Incendio doloso: nel mirino la barca di due guardiani
CABRAS. In via Emilia, intorno alle 2.30 del mattino, passa pochissima gente. Un dettaglio che potrebbe aver convinto gli autori di un attentato incendiario ad agire proprio nella notte tra martedì e...
CABRAS. In via Emilia, intorno alle 2.30 del mattino, passa pochissima gente. Un dettaglio che potrebbe aver convinto gli autori di un attentato incendiario ad agire proprio nella notte tra martedì e mercoledì. L’obiettivo, manco a dirlo, era una piccola imbarcazione da diporto attrezzata per la pesca del riccio di proprietà di due giovani soci del Consorzio Pontis, Norman Pili e Roberto Atzori. L’incendio ha divorato una buona parte dello scafo, cinque metri di vetroresina, senza risparmiare il fuoribordo che avrebbe dovuto permettere la navigazione ai due pescatori durante la battute di pesca del riccio, attività che due svolgono per arrotondare i compensi.
L’intervento dei vigili del fuoco non è servito per salvare la barca e il motore, ma ha fatto scaturire i primi dubbi sull’origine del rogo, valutato come doloso dai carabineri intervenuti in via Emilia. Le indagini sono ancora in corso e non c’è traccia del responsabile o dei responsabili, ma i dubbi sul movente dell’attentato sono davvero pochi. Il falò non ferragostano è stato acceso per fare uno sgarbo ai due pescatori impegnati anche come arrolliadorisi, il vocabolo dialettale che indica i guardiani dello stagno.

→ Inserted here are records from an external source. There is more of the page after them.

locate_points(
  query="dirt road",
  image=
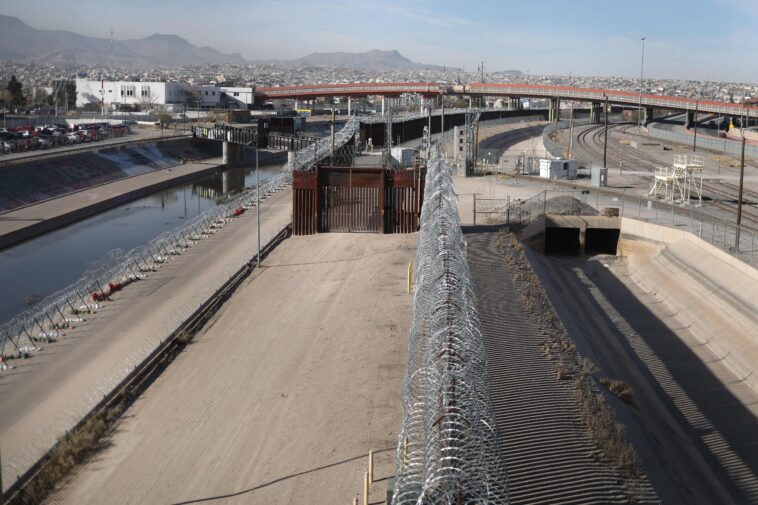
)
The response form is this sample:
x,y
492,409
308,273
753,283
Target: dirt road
x,y
692,420
49,393
294,380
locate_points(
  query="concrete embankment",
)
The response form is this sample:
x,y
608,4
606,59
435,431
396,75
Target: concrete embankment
x,y
26,222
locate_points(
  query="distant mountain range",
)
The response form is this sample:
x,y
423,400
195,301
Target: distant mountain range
x,y
21,42
374,59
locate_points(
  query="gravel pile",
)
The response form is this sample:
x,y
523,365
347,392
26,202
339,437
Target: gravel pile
x,y
569,206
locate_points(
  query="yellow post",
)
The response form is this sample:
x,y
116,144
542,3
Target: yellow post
x,y
410,275
371,466
365,488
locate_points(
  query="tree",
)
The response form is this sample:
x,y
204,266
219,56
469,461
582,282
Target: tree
x,y
164,119
16,92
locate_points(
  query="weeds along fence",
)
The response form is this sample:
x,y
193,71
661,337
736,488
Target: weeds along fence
x,y
48,319
738,241
306,158
447,452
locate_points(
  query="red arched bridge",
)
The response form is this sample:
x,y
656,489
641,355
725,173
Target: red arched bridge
x,y
555,93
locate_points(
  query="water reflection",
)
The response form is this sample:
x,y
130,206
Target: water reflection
x,y
41,266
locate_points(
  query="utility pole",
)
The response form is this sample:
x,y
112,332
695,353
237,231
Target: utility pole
x,y
605,138
332,130
639,106
258,205
742,177
694,119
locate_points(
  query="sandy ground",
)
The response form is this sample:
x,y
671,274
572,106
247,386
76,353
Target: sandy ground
x,y
693,421
295,379
48,394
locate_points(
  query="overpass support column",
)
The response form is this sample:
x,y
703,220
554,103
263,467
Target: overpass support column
x,y
231,153
554,110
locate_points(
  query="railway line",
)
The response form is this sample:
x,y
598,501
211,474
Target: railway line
x,y
720,195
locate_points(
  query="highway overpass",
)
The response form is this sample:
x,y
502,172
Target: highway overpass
x,y
555,93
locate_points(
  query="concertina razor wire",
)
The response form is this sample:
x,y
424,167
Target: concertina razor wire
x,y
448,452
47,320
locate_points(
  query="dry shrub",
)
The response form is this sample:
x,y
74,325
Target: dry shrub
x,y
71,449
620,389
608,435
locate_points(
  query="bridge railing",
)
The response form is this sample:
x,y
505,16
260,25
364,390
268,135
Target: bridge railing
x,y
738,241
448,451
225,133
308,157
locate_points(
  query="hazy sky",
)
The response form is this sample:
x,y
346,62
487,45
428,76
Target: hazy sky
x,y
696,39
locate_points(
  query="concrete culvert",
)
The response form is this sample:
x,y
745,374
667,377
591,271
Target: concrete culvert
x,y
601,240
562,241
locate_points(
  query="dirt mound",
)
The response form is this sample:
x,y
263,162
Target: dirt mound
x,y
569,206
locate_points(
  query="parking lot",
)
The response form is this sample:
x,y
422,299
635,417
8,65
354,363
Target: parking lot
x,y
29,138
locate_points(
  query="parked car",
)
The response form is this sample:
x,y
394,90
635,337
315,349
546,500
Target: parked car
x,y
73,138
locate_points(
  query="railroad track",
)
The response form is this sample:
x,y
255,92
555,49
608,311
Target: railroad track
x,y
719,195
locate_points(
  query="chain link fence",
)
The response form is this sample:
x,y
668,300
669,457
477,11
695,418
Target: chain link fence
x,y
48,319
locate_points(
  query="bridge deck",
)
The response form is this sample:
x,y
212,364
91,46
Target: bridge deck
x,y
279,401
48,394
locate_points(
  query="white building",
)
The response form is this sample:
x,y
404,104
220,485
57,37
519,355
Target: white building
x,y
146,95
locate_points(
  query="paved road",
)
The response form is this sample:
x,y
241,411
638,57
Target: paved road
x,y
546,447
279,401
138,135
49,393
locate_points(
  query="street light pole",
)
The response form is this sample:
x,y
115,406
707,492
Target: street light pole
x,y
639,107
258,205
605,137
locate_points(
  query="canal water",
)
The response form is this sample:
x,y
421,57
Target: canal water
x,y
41,266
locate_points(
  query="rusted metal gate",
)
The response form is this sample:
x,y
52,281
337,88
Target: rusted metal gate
x,y
355,199
404,191
350,200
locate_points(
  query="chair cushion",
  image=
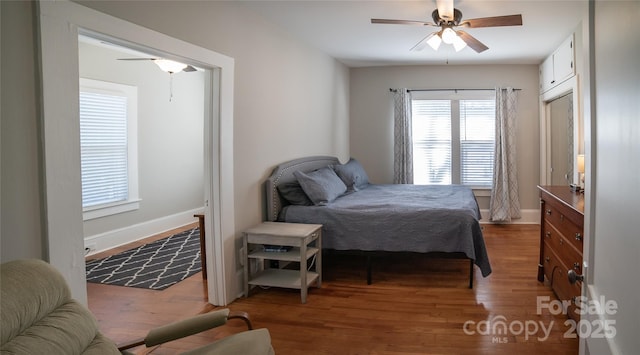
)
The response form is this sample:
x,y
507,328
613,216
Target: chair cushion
x,y
252,342
40,317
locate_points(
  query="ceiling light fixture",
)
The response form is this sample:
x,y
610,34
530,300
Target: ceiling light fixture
x,y
169,65
435,41
448,35
459,44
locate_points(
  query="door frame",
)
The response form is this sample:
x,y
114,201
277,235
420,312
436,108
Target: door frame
x,y
60,22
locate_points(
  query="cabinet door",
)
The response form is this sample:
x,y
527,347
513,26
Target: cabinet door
x,y
563,61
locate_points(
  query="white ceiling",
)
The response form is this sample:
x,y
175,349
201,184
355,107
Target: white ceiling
x,y
343,29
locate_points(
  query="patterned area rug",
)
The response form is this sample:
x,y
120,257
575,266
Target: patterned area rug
x,y
155,266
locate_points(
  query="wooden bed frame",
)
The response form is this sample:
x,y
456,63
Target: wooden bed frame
x,y
283,173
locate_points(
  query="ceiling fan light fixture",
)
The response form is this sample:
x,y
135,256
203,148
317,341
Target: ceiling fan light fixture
x,y
448,35
435,41
169,66
459,44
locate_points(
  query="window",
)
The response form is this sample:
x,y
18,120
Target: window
x,y
108,148
453,138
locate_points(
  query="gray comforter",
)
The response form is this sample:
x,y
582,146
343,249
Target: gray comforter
x,y
404,218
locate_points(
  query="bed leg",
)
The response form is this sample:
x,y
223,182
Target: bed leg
x,y
470,273
368,269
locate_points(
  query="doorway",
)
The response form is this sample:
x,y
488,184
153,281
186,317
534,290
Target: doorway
x,y
60,23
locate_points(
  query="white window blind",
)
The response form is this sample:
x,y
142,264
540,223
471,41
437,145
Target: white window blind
x,y
103,148
108,148
431,125
477,132
453,141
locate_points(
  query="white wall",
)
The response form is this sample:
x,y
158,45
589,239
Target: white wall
x,y
371,126
170,143
21,228
613,174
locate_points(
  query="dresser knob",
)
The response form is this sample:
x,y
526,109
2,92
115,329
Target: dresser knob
x,y
573,277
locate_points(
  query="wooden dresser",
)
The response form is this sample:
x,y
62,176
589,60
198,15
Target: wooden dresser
x,y
561,231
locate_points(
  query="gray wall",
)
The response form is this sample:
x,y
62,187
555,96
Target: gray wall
x,y
371,125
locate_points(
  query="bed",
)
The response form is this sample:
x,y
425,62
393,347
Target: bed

Anche i vertici del Consorzio Pontis non hanno paura di puntare il dito contro gli ignoti responsabili: «Mi sembra chiaro, sono stati i pescatori di frodo ad appiccare quell’incendio – taglia corto Francesco Meli, presidente del consorzio che riunisce le cooperative dei lavoratori dello stagno –. I due ragazzi erano già stati minacciati. Cose che capitano spessissimo quando sorprendiamo qualcuno a pescare di frodo. A volte scappa qualche ceffone, altre volte veniamo sfidati». Norman Pili e Roberto Atzori sono tra i soci più giovani, dato che sono stati assunti lo scorso anno. «Sono tra gli ultimi a essere entrati nel consorzio – ha confermato Francesco Meli –, ma questo non è bastato per farli lavorare serenamente».

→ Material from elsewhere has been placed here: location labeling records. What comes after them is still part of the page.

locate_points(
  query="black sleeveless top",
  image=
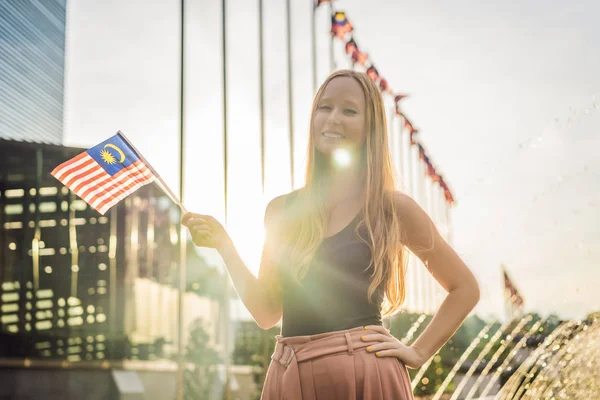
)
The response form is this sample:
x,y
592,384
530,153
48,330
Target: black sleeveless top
x,y
334,293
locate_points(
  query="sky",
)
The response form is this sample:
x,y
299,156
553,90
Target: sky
x,y
506,96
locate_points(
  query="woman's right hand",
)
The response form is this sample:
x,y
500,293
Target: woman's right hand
x,y
206,231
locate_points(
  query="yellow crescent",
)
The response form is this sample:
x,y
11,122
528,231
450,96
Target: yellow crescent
x,y
112,146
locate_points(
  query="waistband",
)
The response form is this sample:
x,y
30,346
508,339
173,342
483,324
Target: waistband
x,y
289,351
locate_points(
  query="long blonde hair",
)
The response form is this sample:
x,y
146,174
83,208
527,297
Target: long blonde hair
x,y
307,229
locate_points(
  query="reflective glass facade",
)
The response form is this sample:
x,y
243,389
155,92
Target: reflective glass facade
x,y
32,59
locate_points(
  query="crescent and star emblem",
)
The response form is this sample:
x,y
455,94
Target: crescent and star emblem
x,y
108,157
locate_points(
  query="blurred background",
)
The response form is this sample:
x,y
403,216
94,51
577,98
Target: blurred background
x,y
493,112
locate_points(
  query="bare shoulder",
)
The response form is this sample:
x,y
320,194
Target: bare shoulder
x,y
406,206
420,231
275,208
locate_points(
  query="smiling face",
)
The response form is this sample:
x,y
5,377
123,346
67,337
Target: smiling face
x,y
339,119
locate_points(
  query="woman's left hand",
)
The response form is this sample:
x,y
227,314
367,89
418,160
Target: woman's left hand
x,y
389,346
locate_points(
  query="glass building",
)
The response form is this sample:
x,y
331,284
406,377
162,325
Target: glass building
x,y
32,60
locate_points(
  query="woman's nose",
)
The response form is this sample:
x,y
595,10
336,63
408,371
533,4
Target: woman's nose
x,y
334,116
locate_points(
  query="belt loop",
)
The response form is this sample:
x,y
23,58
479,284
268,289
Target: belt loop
x,y
350,345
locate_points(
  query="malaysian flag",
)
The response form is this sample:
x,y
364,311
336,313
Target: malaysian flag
x,y
105,174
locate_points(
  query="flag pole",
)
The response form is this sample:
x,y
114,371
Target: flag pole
x,y
182,241
261,91
160,180
290,88
314,46
225,197
331,54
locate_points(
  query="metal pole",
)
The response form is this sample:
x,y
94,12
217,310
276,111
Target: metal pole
x,y
261,92
314,47
182,242
331,55
290,93
225,197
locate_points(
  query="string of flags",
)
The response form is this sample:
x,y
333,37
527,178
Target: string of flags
x,y
342,28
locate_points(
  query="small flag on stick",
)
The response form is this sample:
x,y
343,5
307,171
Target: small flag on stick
x,y
107,173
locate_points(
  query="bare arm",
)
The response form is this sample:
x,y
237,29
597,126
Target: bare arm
x,y
262,296
424,240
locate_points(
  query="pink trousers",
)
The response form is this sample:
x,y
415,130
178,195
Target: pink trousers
x,y
333,366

La guerra tra pescatori, dunque, è ancora di stretta attualità. I ranghi degli abusivi si sono ridotti di parecchio, ma l’usanza di mandarsele a dire per poi passare all’azione durante la notte non è mai passata di moda. Sgarbi, ceffoni, vendette e rappresaglie sono il pane quotidiano di una categoria che proprio non riesce a smettere di farsi la guerra. «Possiamo continuare ad assumere, ma gli abusivi ci saranno sempre e non possiamo certo smettere di fare il nostro lavoro», conclude Francesco Meli.